Bolsonaro’s blame game

Caroline Hendrix, Contributing Writer

The Amazon fires began earlier in 2019, many of which were started by farmers with the intent of clearing land for use in the next farming season — at least, according to reporting by CNN. This practice is not new, however, and certainly has never reached the level of devastation now observable in the Amazon basin, thus making this simple explanation quite improbable on its own. President of Brazil, Jair Bolsonaro, seems to disagree; the Brazilian President is more than eager to find a person or persons to blame for the fires in the Amazon forest. In recent times, Bolsonaro has gone to great lengths to shift blame for the fires from himself on the two most unlikely culprits: the World Wildlife Fund and Leonardo DiCaprio. What are Bolsonaro’s motives, and is there any truth behind his accusations?

It seems close to impossible that the World Wildlife Fund could – or would – orchestrate the Amazon fires. Nonetheless, Bolsonaro claims that this environmental organization started the fires with the intention of taking pictures of the devastations to spark an increase in donations, according to the New York Times. Yet this allegation comes with a major flaw: an international organization that works to aid in environmental protection would not likely further imperil the most diverse ecosystem on the planet. There should be no amount of monetary incentives that would cause the World Wildlife Fund to play a role in the creation of the fires in the Amazon.

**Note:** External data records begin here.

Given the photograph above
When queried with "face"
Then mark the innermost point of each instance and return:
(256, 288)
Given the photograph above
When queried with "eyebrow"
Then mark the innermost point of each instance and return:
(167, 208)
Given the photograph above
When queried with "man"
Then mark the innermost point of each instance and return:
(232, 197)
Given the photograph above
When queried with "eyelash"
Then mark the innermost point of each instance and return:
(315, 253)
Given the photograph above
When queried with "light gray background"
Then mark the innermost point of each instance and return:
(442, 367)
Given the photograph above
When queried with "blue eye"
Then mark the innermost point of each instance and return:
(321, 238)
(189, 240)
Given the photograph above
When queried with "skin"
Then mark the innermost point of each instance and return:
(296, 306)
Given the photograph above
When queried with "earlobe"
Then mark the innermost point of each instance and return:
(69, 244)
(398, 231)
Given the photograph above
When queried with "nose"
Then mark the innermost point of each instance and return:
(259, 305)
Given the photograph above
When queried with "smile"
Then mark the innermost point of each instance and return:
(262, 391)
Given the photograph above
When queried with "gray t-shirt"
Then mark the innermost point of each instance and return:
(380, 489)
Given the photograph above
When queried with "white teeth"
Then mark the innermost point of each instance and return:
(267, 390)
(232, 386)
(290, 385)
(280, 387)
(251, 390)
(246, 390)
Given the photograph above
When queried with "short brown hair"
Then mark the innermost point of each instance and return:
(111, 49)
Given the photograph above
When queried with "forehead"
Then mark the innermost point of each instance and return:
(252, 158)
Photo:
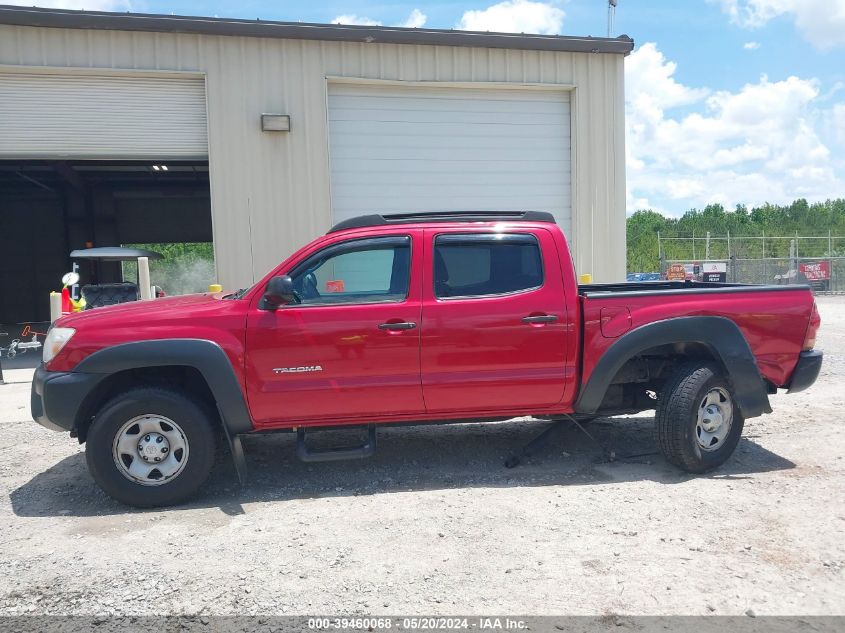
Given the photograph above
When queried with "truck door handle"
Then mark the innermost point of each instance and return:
(400, 325)
(540, 318)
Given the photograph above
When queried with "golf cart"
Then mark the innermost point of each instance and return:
(95, 295)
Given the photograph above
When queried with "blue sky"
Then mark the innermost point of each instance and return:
(730, 101)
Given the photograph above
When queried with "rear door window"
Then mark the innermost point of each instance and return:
(478, 265)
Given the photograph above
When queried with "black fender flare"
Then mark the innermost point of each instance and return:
(720, 335)
(204, 355)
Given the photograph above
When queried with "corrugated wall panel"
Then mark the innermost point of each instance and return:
(270, 191)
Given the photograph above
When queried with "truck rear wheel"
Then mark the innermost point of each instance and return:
(698, 424)
(150, 447)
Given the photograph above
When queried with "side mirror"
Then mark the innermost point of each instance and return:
(279, 292)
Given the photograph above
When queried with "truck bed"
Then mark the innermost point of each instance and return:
(772, 318)
(641, 288)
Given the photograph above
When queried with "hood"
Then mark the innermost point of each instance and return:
(143, 311)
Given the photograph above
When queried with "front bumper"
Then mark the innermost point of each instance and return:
(57, 397)
(806, 371)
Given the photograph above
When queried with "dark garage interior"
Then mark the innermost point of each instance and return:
(50, 207)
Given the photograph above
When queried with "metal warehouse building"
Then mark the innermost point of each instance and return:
(122, 128)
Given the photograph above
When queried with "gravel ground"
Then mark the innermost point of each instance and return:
(434, 523)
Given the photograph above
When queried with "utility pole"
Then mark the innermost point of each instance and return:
(611, 15)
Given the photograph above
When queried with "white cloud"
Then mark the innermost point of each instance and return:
(351, 18)
(515, 16)
(88, 5)
(754, 145)
(822, 22)
(415, 20)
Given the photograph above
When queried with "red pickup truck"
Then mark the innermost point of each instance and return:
(415, 318)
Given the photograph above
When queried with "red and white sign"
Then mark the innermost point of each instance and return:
(715, 272)
(676, 272)
(815, 271)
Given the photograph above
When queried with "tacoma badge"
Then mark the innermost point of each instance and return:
(296, 370)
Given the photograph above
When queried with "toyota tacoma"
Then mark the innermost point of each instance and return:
(401, 319)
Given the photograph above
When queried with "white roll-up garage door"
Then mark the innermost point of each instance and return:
(102, 116)
(397, 149)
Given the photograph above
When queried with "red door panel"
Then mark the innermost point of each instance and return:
(505, 351)
(311, 363)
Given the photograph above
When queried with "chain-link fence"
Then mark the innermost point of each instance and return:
(824, 274)
(815, 260)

Bolsonaro called out DiCaprio more directly. According to the New York Times, Bolsonaro believes that one of the donations that the World Wildlife Fund received from their alleged scheme was $500,000 from DiCaprio, which implies that DiCaprio is supporting the burning of the Amazon. The actor and environmental activist quickly responded to these claims this past Wednesday on Instagram, explaining that while he supports the World Wildlife Fund, he did not give any donations to the organization. DiCaprio’s statement appears to be much more probable than Bolsonaro’s allegations. After all, he is the co-founder of the Leonardo DiCaprio Foundation, a group that supports finding solutions to the environmental issues that we face, including forest fires.

So, do I think that DiCaprio took any part in orchestrating or supporting the Amazon fires? Absolutely not. Do I think that Brazil’s president is shifting blame to distract the public from his possible role in the escalation of the fires? That would be a resounding yes. CNN reports an 80 percent increase in deforestation in Brazil from 2018 to 2019 and many put blame on Bolsonaro for this reality. Seeing as a 2018 CNN report claimed that Bolsonaro essentially froze Brazil’s environmental enforcement agency by making major budget cuts, these allegations may not be that far from the truth. By weakening this agency, Bolsonaro created a clear path for use of the land in the Amazon, which allowed deforestation to occur much easier than it did before. In turn, the deforestation makes fires spread easier by creating dry areas of land in the Amazon that are typically wet.

Bolsonaro is no doubt attempting to avoid taking responsibility for his role in the increase in deforestation and ultimately, his role in the spread of the Amazon fires. His accusations against DiCaprio and the World Wildlife Fund are overwhelmingly flawed, which only makes the public further question what he has to hide.